I am trying to get along with the RAW histogram and get it properly calibrated for my camera SONY ALPHA A7III
from the manual I read:
the underexposure indication limit (meaning the dynamic range of the camera) can be set even more flexibly, depending on the ISO settings. For this, one needs to turn on the Preferences – Image Display - Exposure - ISO-based underexposure limit setting and set three parameters for the camera: underexposure level (dynamic range) for ISO 200, ISO 1600, and “for high ISO.”
Calculating the Underexposure Limit (dynamic range) will happen in the following manner

  • For ISO values of 1600 and lower, down to ISO 6, the linear change is such that the line passes through the value for ISO 200. In other words, the line passes through two user-defined points: ISO 1600 and ISO 200.
  • For ISO settings 1601 and above, the dynamic range decreases by one stop for each stop of ISO setting increase, but the limit is always greater or equal to the value that is entered for high ISO.

A7III is ISO-invariant and DR can be seen here
So basically ISO invariant from 100 to 500 and from 640 onward.
How can I properly calibrate RAW histogram in FRV?
Right now, all default settings I have a scale from -10/UE-4.6/+3. Does it already take into account the camera properties?

Dear Sir:

Lower (shadow) end of usable dynamic range is matter of

 - personal taste (noise tolerance)

 - typical image editing/retouching patterns (do you usually 'open shadows' /made it brighter/?)

 - output media size (the larger the print, the less acceptable noise)

 - output media type (e.g. matte paper will hide some shadow color noise due to ink spread)

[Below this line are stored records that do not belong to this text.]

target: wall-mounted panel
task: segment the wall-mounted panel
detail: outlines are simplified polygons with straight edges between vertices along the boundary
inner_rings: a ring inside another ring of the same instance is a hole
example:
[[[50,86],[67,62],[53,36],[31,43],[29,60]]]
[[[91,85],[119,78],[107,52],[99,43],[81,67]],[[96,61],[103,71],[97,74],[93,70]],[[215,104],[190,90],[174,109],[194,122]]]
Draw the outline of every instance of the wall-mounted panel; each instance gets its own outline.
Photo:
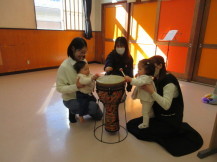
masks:
[[[156,10],[157,2],[136,3],[131,6],[129,41],[134,64],[155,54]]]
[[[160,7],[158,40],[169,30],[178,30],[176,42],[189,42],[193,24],[195,0],[162,1]]]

So, it is very hard to suggest some specific numbers for specific camera. Default values (9/7/3) are conservative enough for today full-frame cameras, and rather optimistic for micro-4/3 and large sensor compacts.

Please note:

  1. FRV defines dynamic range from 'overexposure limit', so it is full DR, +3EV (from midtone to saturation) is already included in calculation. So, 4.6stops @ISO1600 looks too conservative to me. I have not used A7III, but for A7RIII I prefer something about 6-7EV@ISO1600, depending on print size.
  2. Published DR values may be normalized for some standard output size (e.g. 8Mpix in DXOMark default plot). This allows inter-camera comparison 'in same conditions', but overestimates DR range for the case when full resolution is used (due to large pring and/or cropping)

Many thanks for your quick reply.
According to A7III ISO/DR chart I set the values as follows:
10.5EV @ISO200, 8.5EV @ISO1600, 3.5EV @high ISO
is it too agrressive?

Dear Sir:

as mentioned in my initial reply, useable DR depends on may aspects, both personal (noise tolerance) and output type/size (larger prints are less tolerant to noise because on small prints values are averaged, so noise is less).

So, any specific value suggestion are incorrect because specific subjective (personal) and objective restrictions are not taken into account.

Meanwhile, 10.5EV @ISO200 looks ok (for me!) for A7III (assuming it is more or less the same as my A7R-III). I mostly do not use high ISO values on any camera, so could not suggest anything for higher ISOs (I use 6-7EV for ISO 1600 point, but this value is rarely used in my real culling, because used ISO range is mostly limited to 100,200, 640).


thank you
If I understand correctly, the UE value is the exposure below which shadow recovery does not "look good" anymore, right?

Generally - yes. Devil is in details as usual: if you decrease print size (to, for example, 4x6 in, or for web-sized FullHD (2Mpix) or even less), then several pixels will be averaged to make single output pixel, so noise will decrease due to pixel averaging.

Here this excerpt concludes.